Dakota
The Dakota software provides workflows for a variety of iterative analyses, enabling the use of most any computational model for performing design optimization, model calibration, uncertainty quantification (UQ), and parametric/sensitivity analysis. In particular, its iterative systems analysis methods include:
optimization with local and global, gradient- and nongradient-based methods;
uncertainty quantification with sampling, reliability, stochastic expansion, and epistemic methods;
model calibration using nonlinear least squares (deterministic) or Bayesian inference (stochastic); and
parametric/sensitivity/variance analysis with design of experiments and parameter study methods.

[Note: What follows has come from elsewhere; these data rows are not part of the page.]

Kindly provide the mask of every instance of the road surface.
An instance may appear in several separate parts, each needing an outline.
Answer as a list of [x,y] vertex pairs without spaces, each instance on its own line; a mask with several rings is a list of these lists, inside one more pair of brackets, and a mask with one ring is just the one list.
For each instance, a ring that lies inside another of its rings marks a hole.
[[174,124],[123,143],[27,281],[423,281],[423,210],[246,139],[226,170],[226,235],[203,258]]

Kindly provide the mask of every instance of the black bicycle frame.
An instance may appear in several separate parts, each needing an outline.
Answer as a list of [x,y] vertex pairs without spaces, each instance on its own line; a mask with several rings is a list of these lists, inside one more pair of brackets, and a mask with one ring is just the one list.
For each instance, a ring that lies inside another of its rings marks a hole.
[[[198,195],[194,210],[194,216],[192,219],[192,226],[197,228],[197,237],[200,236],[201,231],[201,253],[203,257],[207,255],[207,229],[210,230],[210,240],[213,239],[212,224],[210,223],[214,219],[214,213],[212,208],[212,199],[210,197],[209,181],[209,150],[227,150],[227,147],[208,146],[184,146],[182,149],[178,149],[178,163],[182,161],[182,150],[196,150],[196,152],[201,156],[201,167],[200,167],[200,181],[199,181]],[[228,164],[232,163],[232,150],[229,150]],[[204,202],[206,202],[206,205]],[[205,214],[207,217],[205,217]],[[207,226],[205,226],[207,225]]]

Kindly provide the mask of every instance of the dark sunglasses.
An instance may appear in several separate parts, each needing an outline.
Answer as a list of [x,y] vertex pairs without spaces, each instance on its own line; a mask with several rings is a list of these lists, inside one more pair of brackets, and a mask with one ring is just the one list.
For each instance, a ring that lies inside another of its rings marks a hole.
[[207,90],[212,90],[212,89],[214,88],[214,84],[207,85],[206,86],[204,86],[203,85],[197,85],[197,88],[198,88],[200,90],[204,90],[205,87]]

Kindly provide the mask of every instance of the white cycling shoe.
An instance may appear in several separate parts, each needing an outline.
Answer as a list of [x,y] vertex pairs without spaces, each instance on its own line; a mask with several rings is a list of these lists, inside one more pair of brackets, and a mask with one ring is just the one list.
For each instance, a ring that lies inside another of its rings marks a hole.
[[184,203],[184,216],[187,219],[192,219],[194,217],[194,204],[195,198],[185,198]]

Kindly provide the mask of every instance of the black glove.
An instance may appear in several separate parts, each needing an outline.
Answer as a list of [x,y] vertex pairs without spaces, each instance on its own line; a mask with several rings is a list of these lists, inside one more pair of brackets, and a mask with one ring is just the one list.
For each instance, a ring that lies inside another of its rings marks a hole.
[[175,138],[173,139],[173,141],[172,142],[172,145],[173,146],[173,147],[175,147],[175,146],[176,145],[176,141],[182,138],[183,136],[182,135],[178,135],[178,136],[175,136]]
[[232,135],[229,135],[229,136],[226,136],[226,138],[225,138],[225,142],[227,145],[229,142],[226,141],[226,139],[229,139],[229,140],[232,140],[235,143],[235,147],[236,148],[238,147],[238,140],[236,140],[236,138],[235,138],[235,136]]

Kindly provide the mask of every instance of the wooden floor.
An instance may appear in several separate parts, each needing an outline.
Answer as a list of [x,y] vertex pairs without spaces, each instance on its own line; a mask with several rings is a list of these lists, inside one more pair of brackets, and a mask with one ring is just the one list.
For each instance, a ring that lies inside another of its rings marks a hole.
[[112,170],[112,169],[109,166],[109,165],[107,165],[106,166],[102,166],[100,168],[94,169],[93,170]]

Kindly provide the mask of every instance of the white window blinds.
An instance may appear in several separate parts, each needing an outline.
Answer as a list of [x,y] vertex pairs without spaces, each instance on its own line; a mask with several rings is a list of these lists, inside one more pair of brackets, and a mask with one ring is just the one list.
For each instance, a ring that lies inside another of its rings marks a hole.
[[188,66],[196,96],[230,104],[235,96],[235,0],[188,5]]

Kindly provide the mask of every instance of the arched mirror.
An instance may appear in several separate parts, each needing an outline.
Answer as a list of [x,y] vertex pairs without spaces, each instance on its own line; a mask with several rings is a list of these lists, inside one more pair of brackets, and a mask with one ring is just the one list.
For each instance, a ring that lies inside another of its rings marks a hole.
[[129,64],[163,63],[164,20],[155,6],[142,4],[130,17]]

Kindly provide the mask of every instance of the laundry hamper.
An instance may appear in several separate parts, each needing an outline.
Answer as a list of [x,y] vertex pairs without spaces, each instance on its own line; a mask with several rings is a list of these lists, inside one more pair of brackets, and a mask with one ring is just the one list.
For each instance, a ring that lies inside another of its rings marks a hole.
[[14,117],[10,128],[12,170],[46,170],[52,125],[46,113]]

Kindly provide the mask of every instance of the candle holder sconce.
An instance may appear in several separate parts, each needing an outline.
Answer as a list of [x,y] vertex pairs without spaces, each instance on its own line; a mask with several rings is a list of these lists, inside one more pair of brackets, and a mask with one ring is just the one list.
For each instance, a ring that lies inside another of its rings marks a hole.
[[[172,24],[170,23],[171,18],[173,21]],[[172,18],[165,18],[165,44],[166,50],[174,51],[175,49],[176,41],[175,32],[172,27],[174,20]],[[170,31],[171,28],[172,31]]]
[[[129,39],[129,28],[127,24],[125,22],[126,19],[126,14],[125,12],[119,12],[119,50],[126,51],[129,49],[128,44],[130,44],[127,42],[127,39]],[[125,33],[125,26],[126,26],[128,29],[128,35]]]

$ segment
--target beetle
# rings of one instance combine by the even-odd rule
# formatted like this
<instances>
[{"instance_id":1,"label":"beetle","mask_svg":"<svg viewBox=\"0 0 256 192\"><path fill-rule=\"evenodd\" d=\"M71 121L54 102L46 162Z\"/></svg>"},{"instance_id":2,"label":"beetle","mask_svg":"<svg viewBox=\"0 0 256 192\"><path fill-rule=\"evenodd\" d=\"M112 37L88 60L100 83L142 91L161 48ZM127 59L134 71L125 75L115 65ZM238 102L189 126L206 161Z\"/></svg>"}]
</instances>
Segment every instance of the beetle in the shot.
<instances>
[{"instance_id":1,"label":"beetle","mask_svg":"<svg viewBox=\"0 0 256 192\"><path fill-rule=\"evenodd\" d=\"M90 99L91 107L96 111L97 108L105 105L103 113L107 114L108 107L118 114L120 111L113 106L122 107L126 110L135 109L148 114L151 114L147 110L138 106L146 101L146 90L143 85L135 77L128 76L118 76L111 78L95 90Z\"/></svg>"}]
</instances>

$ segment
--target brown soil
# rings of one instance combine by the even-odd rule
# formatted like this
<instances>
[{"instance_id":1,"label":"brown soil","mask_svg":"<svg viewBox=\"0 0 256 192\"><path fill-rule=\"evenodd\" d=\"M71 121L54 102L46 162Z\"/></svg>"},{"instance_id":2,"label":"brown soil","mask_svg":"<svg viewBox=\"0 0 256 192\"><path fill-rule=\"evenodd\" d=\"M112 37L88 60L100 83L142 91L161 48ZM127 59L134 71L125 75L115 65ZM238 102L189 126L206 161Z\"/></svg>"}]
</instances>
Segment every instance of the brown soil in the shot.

These capabilities may be used on their own or as components within advanced solution strategies that coordinate multiple computational models and iteration methods, such as surrogate-based approaches to optimization, UQ and inference; mixed aleatory-epistemic UQ; and optimization under uncertainty.
Dakota is open source under GNU LGPL, with applications spanning defense programs for DOE and DOD, climate modeling, computational materials, nuclear power, renewable energy, and many others. It can be used as a stand-alone application or embedded as a library service, and supports multilevel parallelism using a hybrid scheduling model. Initiated in 1994, it strives to span the research to production spectrum, providing both a mature tool for production use as well as a foundation for new algorithm research.